Suicide is also a difficult subject to cover because it is a painful subject for so many. There are few people who don't know someone who has committed suicide, or had a family member take his or her own life. The feelings of helplessness and loss are enough that families and friends don't need newspapers around to emphasize the point.
Or so we thought.
But for the previous couple of years, The Billings Gazette, largely spurred by health care reporter Cindy Uken, has been tackling this taboo of suicide. As The Gazette dug deeply into the numbers we found a lot of stereotypes just weren't true — like suicide being something that teenagers do; or veterans with post-traumatic stress disorder. Suicide was present across so many walks of life. Especially disturbing was its prevalence in the elderly.
That's what drove us to report on the epidemic numbers of suicide. And leaders throughout the state, due in part to the coverage, agreed: Suicide is an epidemic worth addressing in Montana.
We believed — and still do — that the first way you shatter the taboo is by breaking the silence. As long as we act as if suicide doesn't happen, or that it's not often the consequence of serious, prolonged mental illness, then suicide can never really be addressed. In other words, talking about suicide must be as commonplace as heart attacks, stroke or cancer.
Newspapers also believed for so long that if we were to report on suicide that it would lead to a spate of copycat suicides. But that logic — if such a word can be applied — says more about our understanding of the disease than anything.
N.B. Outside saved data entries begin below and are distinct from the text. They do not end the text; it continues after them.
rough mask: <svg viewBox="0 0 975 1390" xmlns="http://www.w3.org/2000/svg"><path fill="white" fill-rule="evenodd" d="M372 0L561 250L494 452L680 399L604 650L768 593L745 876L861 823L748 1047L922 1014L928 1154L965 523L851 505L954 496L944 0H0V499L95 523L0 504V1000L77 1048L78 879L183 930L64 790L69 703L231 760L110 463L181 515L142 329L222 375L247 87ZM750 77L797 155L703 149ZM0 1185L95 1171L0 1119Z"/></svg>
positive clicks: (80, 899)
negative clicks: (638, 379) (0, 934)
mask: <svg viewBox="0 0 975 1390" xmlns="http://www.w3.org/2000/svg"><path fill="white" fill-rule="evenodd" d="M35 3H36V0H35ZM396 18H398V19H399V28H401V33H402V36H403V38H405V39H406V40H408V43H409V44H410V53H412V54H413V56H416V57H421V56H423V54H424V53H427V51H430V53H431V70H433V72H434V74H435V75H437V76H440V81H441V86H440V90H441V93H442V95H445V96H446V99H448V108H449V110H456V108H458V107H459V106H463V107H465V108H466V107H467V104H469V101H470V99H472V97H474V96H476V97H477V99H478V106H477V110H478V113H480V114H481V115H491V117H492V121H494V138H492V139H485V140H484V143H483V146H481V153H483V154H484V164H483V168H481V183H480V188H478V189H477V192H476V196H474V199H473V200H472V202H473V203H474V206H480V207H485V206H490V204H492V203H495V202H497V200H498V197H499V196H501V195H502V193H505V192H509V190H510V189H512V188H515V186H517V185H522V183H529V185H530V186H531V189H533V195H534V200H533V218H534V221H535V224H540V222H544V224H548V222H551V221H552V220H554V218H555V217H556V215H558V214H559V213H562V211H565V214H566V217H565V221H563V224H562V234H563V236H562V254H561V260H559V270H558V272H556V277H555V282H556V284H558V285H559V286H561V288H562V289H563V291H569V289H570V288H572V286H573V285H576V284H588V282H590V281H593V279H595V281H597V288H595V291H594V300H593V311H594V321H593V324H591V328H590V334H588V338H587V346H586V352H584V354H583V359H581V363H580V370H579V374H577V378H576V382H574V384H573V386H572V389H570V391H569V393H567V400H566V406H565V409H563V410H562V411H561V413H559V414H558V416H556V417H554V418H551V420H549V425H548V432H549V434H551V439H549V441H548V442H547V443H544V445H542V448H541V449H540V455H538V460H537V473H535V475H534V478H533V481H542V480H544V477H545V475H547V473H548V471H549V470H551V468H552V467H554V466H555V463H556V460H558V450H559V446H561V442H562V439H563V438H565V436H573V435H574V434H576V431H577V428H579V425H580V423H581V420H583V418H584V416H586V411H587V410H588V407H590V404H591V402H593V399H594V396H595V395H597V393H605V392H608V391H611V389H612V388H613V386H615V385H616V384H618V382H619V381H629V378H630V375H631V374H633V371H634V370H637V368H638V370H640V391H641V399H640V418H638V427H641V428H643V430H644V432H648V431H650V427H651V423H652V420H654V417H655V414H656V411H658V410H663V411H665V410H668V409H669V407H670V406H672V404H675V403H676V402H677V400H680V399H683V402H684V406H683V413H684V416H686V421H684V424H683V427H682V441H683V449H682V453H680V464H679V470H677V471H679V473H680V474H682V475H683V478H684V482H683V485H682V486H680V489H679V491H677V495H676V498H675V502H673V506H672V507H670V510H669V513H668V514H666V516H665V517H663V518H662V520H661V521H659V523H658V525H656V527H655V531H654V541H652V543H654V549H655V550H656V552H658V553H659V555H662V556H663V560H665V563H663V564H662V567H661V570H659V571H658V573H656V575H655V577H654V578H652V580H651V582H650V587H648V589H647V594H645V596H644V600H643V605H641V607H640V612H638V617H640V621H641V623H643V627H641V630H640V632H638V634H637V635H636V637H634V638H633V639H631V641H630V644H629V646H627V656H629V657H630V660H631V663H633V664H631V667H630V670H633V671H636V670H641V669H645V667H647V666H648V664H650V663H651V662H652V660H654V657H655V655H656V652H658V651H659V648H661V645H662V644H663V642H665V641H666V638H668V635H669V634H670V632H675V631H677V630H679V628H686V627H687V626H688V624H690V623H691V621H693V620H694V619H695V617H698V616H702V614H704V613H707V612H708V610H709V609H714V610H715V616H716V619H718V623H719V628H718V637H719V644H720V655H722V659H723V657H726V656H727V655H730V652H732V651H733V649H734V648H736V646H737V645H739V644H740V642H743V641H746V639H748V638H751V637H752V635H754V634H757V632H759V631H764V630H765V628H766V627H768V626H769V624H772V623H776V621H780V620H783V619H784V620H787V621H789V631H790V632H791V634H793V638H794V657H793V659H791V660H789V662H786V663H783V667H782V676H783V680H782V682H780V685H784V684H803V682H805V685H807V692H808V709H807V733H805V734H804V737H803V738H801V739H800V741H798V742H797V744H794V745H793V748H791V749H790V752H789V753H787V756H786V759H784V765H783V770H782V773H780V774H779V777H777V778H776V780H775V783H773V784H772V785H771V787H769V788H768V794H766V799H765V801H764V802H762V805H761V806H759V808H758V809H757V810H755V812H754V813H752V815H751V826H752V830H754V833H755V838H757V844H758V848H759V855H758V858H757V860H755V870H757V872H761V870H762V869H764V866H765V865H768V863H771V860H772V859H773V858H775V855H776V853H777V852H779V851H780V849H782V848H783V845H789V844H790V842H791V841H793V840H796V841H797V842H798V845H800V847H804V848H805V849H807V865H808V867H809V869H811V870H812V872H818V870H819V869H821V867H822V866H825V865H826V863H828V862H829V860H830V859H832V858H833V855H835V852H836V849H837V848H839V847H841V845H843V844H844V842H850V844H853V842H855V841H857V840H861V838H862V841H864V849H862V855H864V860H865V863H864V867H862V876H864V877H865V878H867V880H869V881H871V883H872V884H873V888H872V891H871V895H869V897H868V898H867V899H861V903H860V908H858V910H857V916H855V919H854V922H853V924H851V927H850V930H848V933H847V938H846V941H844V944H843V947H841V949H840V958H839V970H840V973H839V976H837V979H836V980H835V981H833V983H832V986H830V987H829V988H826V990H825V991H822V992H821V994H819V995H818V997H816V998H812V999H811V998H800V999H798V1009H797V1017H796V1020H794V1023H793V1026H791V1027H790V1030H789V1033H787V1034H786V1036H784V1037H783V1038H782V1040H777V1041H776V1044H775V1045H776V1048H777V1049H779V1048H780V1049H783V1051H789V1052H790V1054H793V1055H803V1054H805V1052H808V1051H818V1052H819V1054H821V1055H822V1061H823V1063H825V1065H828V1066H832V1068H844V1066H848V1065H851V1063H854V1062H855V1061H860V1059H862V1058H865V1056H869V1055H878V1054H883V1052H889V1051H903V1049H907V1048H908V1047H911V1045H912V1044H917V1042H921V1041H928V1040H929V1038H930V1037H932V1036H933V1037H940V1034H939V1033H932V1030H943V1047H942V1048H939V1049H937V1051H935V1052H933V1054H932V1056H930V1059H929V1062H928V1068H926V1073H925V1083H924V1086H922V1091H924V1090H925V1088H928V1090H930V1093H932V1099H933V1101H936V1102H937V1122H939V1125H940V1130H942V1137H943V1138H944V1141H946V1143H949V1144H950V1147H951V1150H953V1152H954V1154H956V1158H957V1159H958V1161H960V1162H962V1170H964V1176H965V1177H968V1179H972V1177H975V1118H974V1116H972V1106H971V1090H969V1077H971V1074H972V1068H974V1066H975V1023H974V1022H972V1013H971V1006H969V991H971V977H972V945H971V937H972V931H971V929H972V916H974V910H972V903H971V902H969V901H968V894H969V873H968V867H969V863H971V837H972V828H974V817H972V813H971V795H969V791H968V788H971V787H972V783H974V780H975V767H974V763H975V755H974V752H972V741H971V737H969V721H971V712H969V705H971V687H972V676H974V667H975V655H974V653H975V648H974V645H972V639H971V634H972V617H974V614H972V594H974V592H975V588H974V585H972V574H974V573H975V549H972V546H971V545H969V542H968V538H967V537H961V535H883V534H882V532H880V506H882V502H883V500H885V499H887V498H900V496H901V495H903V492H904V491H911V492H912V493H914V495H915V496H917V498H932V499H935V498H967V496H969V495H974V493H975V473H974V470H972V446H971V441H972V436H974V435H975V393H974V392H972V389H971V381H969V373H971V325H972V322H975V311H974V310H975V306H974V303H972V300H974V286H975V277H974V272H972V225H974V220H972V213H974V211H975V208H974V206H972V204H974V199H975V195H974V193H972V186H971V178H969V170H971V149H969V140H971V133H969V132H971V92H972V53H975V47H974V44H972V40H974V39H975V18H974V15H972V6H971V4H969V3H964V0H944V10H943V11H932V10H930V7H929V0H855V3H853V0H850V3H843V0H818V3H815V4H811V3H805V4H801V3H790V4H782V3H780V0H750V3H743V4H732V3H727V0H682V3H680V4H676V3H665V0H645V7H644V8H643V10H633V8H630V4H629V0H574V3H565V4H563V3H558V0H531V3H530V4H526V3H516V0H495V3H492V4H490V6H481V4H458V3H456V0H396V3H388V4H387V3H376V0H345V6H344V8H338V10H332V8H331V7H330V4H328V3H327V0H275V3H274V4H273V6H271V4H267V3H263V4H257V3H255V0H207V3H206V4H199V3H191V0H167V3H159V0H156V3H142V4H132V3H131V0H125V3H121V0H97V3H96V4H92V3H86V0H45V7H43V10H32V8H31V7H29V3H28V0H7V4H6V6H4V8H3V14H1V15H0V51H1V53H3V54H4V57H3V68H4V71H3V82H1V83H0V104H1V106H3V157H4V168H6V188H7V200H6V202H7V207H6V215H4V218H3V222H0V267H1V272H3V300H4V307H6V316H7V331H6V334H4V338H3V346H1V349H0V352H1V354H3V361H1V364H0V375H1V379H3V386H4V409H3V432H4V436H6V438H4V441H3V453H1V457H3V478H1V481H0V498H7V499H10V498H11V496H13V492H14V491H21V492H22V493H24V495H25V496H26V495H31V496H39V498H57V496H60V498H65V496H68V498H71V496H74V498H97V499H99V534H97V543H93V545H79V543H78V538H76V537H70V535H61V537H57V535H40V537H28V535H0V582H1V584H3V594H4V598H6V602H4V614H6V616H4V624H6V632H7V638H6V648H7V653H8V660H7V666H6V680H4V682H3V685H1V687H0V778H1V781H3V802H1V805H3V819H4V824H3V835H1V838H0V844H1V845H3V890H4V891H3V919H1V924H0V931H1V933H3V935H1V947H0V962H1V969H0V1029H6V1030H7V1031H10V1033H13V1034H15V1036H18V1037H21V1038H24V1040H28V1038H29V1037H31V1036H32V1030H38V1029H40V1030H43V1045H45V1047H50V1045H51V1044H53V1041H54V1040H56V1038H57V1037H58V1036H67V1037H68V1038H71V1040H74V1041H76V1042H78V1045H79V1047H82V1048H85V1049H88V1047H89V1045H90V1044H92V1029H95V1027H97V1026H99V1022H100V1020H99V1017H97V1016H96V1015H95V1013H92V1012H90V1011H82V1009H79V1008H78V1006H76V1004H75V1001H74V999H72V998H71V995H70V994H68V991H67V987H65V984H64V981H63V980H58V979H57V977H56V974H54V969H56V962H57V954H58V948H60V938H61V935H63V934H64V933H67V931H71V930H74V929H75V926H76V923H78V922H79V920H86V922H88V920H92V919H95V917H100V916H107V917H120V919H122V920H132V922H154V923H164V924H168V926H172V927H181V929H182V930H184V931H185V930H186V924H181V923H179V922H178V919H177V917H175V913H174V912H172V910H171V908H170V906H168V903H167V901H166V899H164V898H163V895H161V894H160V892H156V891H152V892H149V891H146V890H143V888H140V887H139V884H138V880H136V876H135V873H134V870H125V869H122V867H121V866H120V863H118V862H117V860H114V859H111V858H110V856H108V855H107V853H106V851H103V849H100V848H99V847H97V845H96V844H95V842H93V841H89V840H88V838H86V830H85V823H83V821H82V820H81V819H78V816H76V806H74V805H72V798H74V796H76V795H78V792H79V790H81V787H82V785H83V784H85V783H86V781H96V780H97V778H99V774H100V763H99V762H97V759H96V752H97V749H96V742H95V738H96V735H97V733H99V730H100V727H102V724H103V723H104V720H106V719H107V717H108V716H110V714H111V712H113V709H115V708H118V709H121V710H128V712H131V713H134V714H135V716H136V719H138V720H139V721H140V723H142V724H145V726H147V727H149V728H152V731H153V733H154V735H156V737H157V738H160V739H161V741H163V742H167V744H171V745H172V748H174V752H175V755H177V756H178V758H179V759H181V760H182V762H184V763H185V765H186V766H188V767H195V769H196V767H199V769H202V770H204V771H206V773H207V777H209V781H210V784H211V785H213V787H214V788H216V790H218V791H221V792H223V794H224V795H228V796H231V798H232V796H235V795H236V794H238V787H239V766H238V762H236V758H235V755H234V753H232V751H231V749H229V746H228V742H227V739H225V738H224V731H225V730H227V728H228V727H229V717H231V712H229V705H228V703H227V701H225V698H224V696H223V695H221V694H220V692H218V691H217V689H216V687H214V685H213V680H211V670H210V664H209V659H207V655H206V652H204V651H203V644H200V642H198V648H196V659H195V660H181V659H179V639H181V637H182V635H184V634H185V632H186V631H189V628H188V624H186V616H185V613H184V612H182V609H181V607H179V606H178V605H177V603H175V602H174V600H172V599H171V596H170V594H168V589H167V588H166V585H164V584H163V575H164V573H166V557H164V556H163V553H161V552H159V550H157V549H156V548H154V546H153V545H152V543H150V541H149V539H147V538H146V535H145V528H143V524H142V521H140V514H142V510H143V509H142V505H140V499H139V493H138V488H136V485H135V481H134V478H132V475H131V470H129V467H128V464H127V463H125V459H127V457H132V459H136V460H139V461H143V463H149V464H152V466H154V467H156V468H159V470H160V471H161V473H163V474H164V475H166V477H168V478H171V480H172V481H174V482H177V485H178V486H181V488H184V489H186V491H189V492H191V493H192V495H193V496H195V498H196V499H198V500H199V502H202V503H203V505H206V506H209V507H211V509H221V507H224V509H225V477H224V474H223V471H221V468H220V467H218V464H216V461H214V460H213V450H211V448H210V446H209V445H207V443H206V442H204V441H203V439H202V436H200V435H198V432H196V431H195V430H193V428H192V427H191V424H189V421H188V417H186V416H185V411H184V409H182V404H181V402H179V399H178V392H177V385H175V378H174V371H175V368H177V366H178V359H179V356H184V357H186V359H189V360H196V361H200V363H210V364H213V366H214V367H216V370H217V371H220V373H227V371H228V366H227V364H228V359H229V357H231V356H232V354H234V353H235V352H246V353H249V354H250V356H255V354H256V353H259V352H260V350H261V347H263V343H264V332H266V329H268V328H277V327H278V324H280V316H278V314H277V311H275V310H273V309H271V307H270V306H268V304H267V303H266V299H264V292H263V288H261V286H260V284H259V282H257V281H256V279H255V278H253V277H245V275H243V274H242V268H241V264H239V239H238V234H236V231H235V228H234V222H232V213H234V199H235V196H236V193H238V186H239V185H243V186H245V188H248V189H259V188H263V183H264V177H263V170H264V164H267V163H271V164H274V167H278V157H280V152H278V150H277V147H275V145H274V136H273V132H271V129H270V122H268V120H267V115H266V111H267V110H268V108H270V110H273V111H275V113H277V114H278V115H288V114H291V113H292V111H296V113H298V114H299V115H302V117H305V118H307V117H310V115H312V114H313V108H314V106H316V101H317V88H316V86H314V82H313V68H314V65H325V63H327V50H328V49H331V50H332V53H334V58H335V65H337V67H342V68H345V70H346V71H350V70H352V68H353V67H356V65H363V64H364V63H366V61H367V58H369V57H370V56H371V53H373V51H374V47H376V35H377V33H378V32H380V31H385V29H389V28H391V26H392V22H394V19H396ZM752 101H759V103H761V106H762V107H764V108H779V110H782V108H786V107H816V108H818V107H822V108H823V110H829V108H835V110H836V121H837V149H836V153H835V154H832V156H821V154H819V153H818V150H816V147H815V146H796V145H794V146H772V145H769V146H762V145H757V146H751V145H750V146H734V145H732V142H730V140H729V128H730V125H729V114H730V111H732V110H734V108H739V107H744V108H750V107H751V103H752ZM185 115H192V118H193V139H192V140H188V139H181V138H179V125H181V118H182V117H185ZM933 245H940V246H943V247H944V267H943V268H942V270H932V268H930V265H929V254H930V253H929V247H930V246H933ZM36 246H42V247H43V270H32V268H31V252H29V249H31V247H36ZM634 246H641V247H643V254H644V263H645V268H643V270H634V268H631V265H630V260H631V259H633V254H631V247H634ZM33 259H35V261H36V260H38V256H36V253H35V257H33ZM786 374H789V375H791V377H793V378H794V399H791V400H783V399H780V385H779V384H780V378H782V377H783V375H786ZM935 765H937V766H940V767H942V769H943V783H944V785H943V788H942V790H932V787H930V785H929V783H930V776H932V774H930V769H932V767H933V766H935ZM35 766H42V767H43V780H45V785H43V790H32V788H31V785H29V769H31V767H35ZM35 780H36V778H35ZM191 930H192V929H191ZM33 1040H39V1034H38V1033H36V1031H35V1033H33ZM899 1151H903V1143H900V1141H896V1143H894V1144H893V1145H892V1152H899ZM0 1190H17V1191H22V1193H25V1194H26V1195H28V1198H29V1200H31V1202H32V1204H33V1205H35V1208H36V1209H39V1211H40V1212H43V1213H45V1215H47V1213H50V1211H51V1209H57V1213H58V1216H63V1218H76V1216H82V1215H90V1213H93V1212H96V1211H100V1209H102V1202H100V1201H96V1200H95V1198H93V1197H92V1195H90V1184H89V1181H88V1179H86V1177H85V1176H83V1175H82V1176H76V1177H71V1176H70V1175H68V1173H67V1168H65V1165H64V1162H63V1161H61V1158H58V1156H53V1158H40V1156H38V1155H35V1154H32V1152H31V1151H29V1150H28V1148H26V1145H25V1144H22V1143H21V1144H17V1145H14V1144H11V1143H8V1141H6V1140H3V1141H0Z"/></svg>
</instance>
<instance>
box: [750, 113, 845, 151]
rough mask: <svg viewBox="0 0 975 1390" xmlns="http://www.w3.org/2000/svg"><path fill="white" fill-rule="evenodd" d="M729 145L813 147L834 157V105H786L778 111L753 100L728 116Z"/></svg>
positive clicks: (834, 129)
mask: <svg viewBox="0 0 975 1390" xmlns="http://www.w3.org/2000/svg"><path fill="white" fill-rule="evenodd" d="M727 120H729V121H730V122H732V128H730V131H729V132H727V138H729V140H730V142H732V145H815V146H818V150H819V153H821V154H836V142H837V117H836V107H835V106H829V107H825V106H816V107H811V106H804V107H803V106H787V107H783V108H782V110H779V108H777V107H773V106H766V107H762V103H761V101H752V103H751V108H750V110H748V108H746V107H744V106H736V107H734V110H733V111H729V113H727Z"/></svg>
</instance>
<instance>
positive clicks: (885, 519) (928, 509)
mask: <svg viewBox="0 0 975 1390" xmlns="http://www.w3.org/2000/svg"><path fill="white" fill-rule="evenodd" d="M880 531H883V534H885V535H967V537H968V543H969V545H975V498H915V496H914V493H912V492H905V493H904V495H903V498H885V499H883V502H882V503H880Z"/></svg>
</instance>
First, I know of no newspaper account that has ever reported a suicide in a glamorous fashion that would make it seem attractive. Furthermore, I cannot imagine a newspaper article on suicide would plant suicidal thoughts in a person's mind who wasn't already thinking that. That's like saying if we report about murder, someone might get the urge to kill.
That's why it's also tough to see the governor's recently created task force take most of its meetings behind closed doors.
I can certainly understand the urge for privacy. After all, this group is being asked to closely examine the medical records of those in Montana who committed suicide. Presumably, the group will study the trends, demographics and what kind of care these people received in order to make recommendations that will help curb the number of suicides in the Treasure State.
Wading through those medical records will be grueling work. I cannot imagine families want to hand those records over to a state task force. I get the need for not wanting family and friends to see a tragic death re-examined in open and publicly.
And yet, I also struggle as I see this group close the door to its meetings. In the interest of full disclosure, we asked for admission and were denied because the group would be examining medical records — a privilege we acknowledge the group has.
But here's the crux: As soon as we move the taboo behind closed doors and out of the sight of the public, I believe we come perilously close to reinforcing the taboo we had originally set out to eradicate. Closing this state taxpayer-funded task force reinforces the idea that if you die by suicide there's a stigma. Would it be any different if Montana set up a task force on cancer? Or heart attack? Would those meetings be closed?
That's hard to say because medical records would probably be involved there, too.
Yet I keep on coming back to it: It's going to be awfully tough to have a public conversation about the issue and what the state can do if all the talk goes on behind closed doors.